Future microprocessors will consist of billions of nanoscale transistors organized as multi-core multithreaded microarchitectures. Since nano-sized transistors are sensitive to external events and manufacturing variabilities, there is a non-negligible probability of one or more faults occurring in one of billions of transistors and affecting one of many threads. High data-integrity and availability requirements make reliability as important for computers as performance, power consumption, and yield. This project studies techniques for characterizing and mathematically modeling the vulnerability of system-level components (i.e. at the microarchitecture, OS and program levels) to soft-errors.

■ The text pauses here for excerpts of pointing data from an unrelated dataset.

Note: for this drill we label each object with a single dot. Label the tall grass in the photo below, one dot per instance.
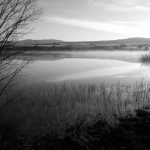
(52, 108)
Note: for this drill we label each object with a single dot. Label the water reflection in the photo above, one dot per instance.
(79, 66)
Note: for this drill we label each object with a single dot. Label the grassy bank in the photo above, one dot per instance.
(55, 113)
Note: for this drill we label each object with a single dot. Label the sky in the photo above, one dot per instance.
(90, 20)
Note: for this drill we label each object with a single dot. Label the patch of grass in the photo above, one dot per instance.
(61, 110)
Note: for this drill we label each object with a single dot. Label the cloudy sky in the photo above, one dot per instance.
(86, 20)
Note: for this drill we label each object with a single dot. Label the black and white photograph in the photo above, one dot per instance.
(74, 74)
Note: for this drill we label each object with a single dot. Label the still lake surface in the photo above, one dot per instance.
(87, 66)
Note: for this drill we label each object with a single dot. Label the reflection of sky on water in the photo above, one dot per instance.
(83, 68)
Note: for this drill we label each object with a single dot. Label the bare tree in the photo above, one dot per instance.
(16, 17)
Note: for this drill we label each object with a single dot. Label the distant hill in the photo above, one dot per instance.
(30, 42)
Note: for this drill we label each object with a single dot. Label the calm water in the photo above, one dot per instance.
(97, 66)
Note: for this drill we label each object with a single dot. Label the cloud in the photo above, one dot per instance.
(121, 5)
(100, 26)
(139, 29)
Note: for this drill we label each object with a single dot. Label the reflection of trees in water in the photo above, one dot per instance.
(145, 59)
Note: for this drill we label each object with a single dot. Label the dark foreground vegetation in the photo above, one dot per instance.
(71, 116)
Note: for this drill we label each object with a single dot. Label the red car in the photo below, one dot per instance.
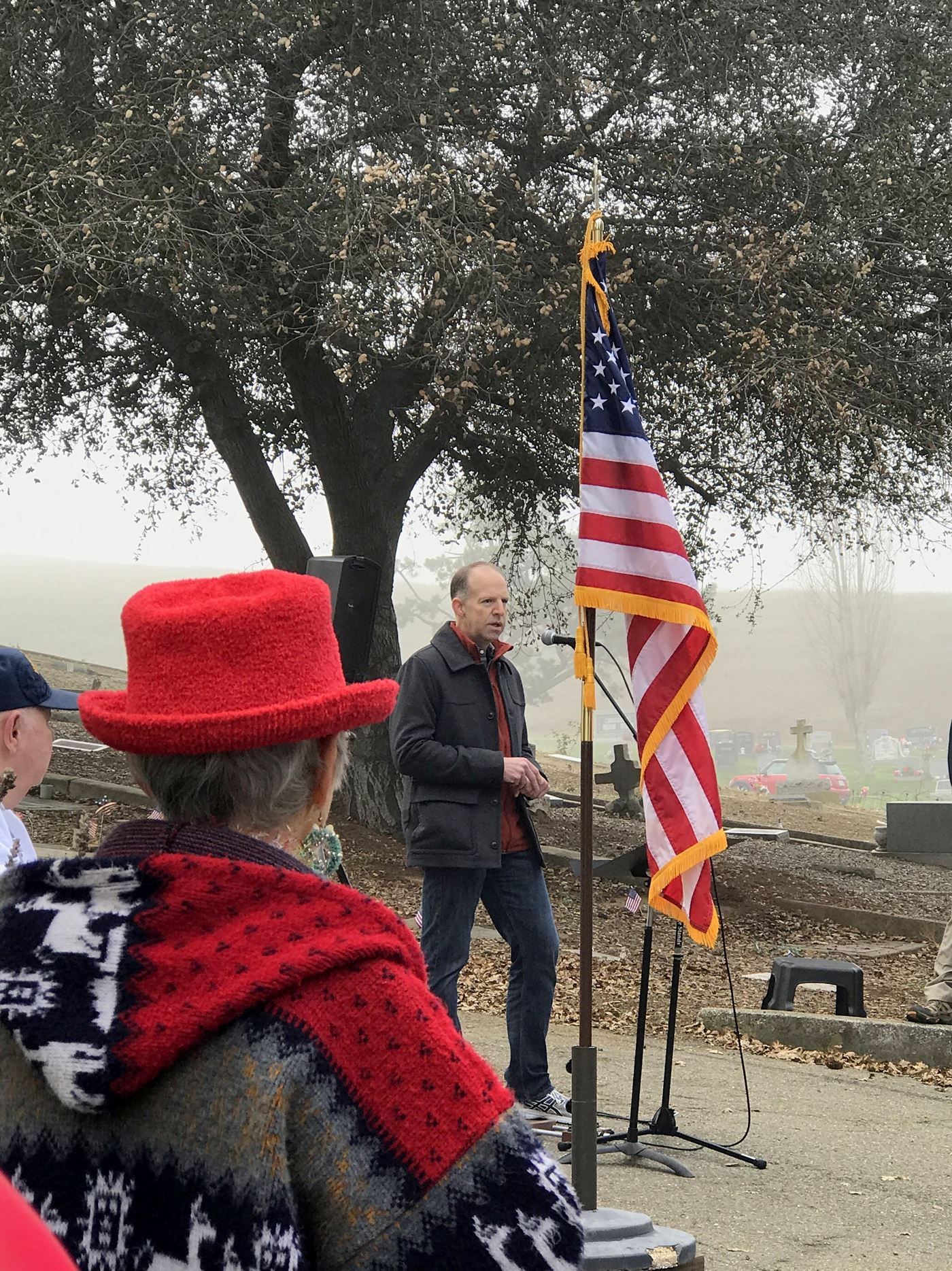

Today's design methodologies optimize the performance and power of multi-core and/or multithreaded architectures, but largely ignore reliability in the presence of soft errors. An important and urgent research task is to develop frameworks, models and techniques to characterize and estimate the deleterious impact of soft errors. This research addresses the above challenge by 1) developing a unified, reliability-aware simulation framework to quantify microarchitecture soft-error vulnerability of simultaneous-multithreading and multi-core systems consisting of a wide range of heterogeneous hardware and software components; and 2) creating fast and accurate analytical models to estimate and forecast soft-error vulnerabilities of hardware and software components without using lengthy and detailed simulations;
Frameworks that can quantitatively study soft error vulnerability will enable reliability-aware designs and research for emerging simultaneous-multithreading and multi-core architectures. The PIs will use the concepts, tools, techniques and other results of this research project to introduce graduate and undergraduate students to the nature of soft errors and their impact on execution environments. These teaching activities will lead to improvements in courses on computer architecture, fault-tolerant computing and nanocomputing. The tools developed in this project are accessible and usable over the Web, using equipment and middleware developed by the PIs laboratory. This makes it straightforward for other academics and engineers to use them in their own work.